Growing this plant out of it’s desired sub-tropical/tropical climate is very easy, but only as an annual. When growing bitter melon think of it as if you were growing a cucumber, start after the last frost of winter and expect them to grow until it gets cold again in fall. It prefers high humidity but they can still be grown in low humidity. You will find that this plant is a fast grower, but is even faster at blooming. I have noticed flowers on bittermelon vines that are only 6 inches long! As far as aesthetics go, it’s not a terribly pretty plant and it has a very bitter smell. Just touching the leaves of this plant will make your hands smell with a spicy bitterness.
The varieties of bitter melons:
There are many different types of bitter melons with different textures, tastes, and sizes. The Indian bitter melon (below) is generally smaller and very bumpy. Chinese bitter melons (Top of page) are long and smooth and are a lighter shade of green. There are bitter melon hybrids that are white and some that are extremely long, some even have different leaf structures.
Seeding Bitter melon:
Collect hard seeds from the bitter melon, the soft white seeds aren’t viable. You will notice red flesh surrounding each seed, if the flesh is white that means the seed probably isn’t viable. Take the seed out of the pocket of flesh before planting. Expect about 15-30 seeds per bittermelon depending on their size and variety. You can either let them dry out or plant them immediately. Plant them about ¼ inch in a well draining soil and water daily.

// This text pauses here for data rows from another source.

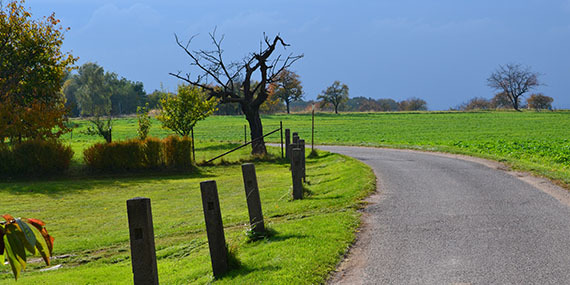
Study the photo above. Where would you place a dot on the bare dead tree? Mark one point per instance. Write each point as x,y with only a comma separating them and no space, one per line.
236,81
514,80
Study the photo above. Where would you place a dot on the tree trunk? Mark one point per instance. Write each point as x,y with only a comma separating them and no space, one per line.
516,103
257,146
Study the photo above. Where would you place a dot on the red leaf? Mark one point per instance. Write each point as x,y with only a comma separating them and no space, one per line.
35,222
8,218
2,243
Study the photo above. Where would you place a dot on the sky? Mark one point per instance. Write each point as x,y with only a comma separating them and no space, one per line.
442,51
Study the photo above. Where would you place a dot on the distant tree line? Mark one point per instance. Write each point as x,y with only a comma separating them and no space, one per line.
536,102
93,92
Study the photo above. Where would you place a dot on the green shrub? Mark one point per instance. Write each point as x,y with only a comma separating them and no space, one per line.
177,152
133,155
6,160
116,156
153,153
35,158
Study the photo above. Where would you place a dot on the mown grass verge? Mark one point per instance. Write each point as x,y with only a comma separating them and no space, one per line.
88,219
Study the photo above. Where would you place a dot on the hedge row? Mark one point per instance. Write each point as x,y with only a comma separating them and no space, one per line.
34,158
133,155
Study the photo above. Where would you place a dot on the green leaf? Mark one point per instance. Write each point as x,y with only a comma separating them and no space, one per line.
13,238
41,245
12,256
29,240
2,245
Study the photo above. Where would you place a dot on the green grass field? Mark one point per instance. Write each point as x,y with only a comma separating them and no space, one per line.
88,219
87,215
538,142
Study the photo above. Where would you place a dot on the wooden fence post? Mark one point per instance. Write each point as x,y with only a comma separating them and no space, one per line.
281,131
252,197
295,137
303,171
296,173
214,227
288,143
143,254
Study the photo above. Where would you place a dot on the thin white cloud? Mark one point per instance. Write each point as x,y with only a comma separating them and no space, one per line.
111,17
421,26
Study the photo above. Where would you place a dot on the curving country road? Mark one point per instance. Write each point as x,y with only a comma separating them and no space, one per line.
437,219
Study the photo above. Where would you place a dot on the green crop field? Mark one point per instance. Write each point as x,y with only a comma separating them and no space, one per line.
538,142
87,214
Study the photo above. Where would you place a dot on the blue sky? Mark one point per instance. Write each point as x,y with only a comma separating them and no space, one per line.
439,50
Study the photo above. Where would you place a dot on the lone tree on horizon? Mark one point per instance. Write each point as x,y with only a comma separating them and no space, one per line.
335,94
233,82
514,80
288,88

Germination period is around 7-14 days and time until harvest can be sooner than 60 days!
Growing conditions for Bitter melon:
I have noticed that these vines are mildly drought tolerant and do well even in excessively hot temperatures. Frost is deadly to these plants thus making it an annual, although in tropical locations it can survive as a perennial. Bitter melon vines can tolerate slightly acidic and slightly alkaline soils making them fairly versatile. A trellis should be provided if you want to keep this plant from spreading and taking over other plants. This way the bitter melon vine can attach its tendrils to the trellis as opposed to neighboring plants. Give this plant a lot of space, it grows fast and is ready to conquer a greenhouse or garden.
Pollination and harvest of bitter melons:
The bitter melon plant has both female and male flowers which means that a pollinator must carry the pollen from the male flower to the female to complete fertilization. The most common pollinators are bees and other flying insects, although if you don’t have any natural pollinators or are growing in a greenhouse it is easiest to hand pollinate them. You can do this by using a small paintbrush and collecting pollen from a male flower and applying it to the female flowers. Typically the vines have far more male flowers than female flowers which means that most flowers will not turn into fruits. You can tell the difference between male and female flowers by the flower stem. That of the male will be long and thin while the female’s flower stem will have a small unfertilized bitter melon attached to it. A pollinated female flower can be seen in the picture below.
How to cook bitter melon:
There are a wide variety of techniques when cooking bitter melon but most common are using them in stirfries and soups. Many people like to fry or pickle the bitter melons to add flavor and reduce bitterness. If used in a stir fry or soup you should cut the bitter melon in slices or in sections, but make sure no mature seeds are included. If you are using immature bitter melons you will notice that the seeds are small and soft making them edible. Bitter melons are commonly deep fried and often breaded too, making a nice snack food. The bitter melon itself is crispy and very watery with a spongy flesh on the inside with the seeds.
Bitter melon products are widely available and quite popular in many countries. You can find bitter melon as a flavoring in candies, bitter melon tea which claims to carry medicinal benefits, as well as bitter melon soda!